Loss Function and Optimization

A novel attack loss is derived based on the hidden state representations of LLMs, allowing dynamic adaptation across models. A binary classifier is trained on reduced representations (Figure 2), facilitating the distinction between harmful and harmless prompts. The attack loss incentivizes prompt modifications that mislead the classifier, thereby increasing the likelihood of harmful outputs.

Figure 2: Two-dimensional PCA visualization of hidden state representations for harmful and harmless prompts.

Additionally, semantic similarity constraints are imposed via cosine similarity to maintain the original meaning of rewritten prompts. The DiffuSeq model is pre-trained on paraphrase datasets, enhancing its capability to semantically preserve but syntactically alter prompts.

Experimental Results

Baseline Performance

DiffusionAttacker significantly surpasses existing methods such as GCG, AutoDan, Cold-attack, and AdvPrompter in terms of ASR and textual fluency (Table 1). It achieves the lowest perplexity scores and highest prompt diversity (measured by Self-BLEU), demonstrating its efficacy in generating coherent yet diverse adversarial prompts.

Ablation Study

The efficacy of each component within DiffusionAttacker was validated through ablation studies.

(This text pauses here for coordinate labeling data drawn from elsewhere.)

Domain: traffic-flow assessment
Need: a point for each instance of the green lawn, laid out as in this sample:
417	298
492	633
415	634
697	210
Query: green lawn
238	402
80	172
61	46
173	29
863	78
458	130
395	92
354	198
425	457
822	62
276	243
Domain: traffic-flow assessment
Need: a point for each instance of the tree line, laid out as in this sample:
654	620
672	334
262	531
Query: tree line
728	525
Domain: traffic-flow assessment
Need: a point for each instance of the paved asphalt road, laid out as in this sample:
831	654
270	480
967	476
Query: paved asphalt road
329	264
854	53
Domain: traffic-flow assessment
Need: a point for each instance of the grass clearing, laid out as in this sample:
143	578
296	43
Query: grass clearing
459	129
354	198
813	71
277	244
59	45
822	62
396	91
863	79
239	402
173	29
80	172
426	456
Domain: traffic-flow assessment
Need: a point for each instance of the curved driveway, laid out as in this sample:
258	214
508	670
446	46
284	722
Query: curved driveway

The removal of components like the general attack loss or Gumbel-Softmax sampling led to notable declines in performance (Table 2), underscoring the integral role these elements play in optimizing attack success.

Enhancing Black-Box Strategies

While designed for white-box scenarios, DiffusionAttacker also strengthens black-box attack methods like PAIR, PAP, and CipherChat. By reformulating prompts, it significantly boosts their ASR on models such as GPT-3.5 and Claude-3.5 (Table 3).

Figure 3: Representation changes of harmful prompts in Mistral-7b before and after rewriting by different jailbreak attack methods.

Conclusion

DiffusionAttacker introduces a robust, diffusion-driven framework for LLM jailbreak, significantly advancing the state-of-the-art in adversarial prompt generation. Its deployment marks a critical step towards understanding security vulnerabilities in LLMs and guiding the development of more resilient AI systems. Future research should focus on further optimizing computational efficiency and broadening applicability across diverse LLM architectures.